Step 8: Once both elements are ready, they stitch the centrepiece canvas and the verge when together, pursuit which a instatement recurrence is washed-up and then returned to the client. 

Once again, depending on the state in which the thangka is sent, it takes anywhere between a fortnight to two months or increasingly to restore a thangka. It moreover depends on manpower.

“Most of the time, we work in groups of two or three women on one thangka, and depending on the scale of the task, it takes well-nigh a month or two if the forfeiture is extensive,” she says.  

‘What is this Muslim girl doing here?’ 

Given that most of the conservation work she does with Shesrig Ladakh relates to Buddhist heritage, questions have emanated from either side of the religious divide.  

But is her faith an obstacle in this line of work? 

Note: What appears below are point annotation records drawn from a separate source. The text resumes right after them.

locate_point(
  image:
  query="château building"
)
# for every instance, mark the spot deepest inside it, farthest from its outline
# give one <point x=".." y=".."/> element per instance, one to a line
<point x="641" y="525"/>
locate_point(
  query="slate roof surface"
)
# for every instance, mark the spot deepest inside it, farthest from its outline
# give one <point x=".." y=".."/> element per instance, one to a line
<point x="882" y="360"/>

“Most of the time, they don’t see my Muslim faith as an obstacle to the work that I do. For the most part, I’m not treated as an outsider or not from the community. In fact, it has been the opposite, where I am given increasingly respect and love, expressly in monasteries,” she says. 

However, recently she heard someone say, ‘What is this Muslim girl doing here?’ “Look, this is how the world virtually us is moving. As Muslims in India, we know what’s going on. But I do not take these comments personally considering I have to do what I know how to do,” she says. 

Noor Jahan
Noor Jahan: “I have to do what I know how to do”

But such ad-hominem comments don’t necessarily come from the Buddhist community. She plane notes how members of her religious polity pass judgement on her line of work. 

“Sometimes, people from the polity tideway my family to mutter well-nigh my work, but fortunately they have been very understanding,” she notes. 

Another struggle Noor deals with is the significant lack of sensation in Ladakh well-nigh art and heritage conservation as a field. “Even though they support me, my parents and some friends still don’t understand the kind of work I do. They still think this is a ‘hobby’ to me and don’t take me seriously. Plane though the conversation in Ladakh well-nigh restoration and conservation has progressed a little, there are still people who think that this work can be washed-up for free. This is something, I hope, changes with time as the conversation virtually this subject grows,” she says.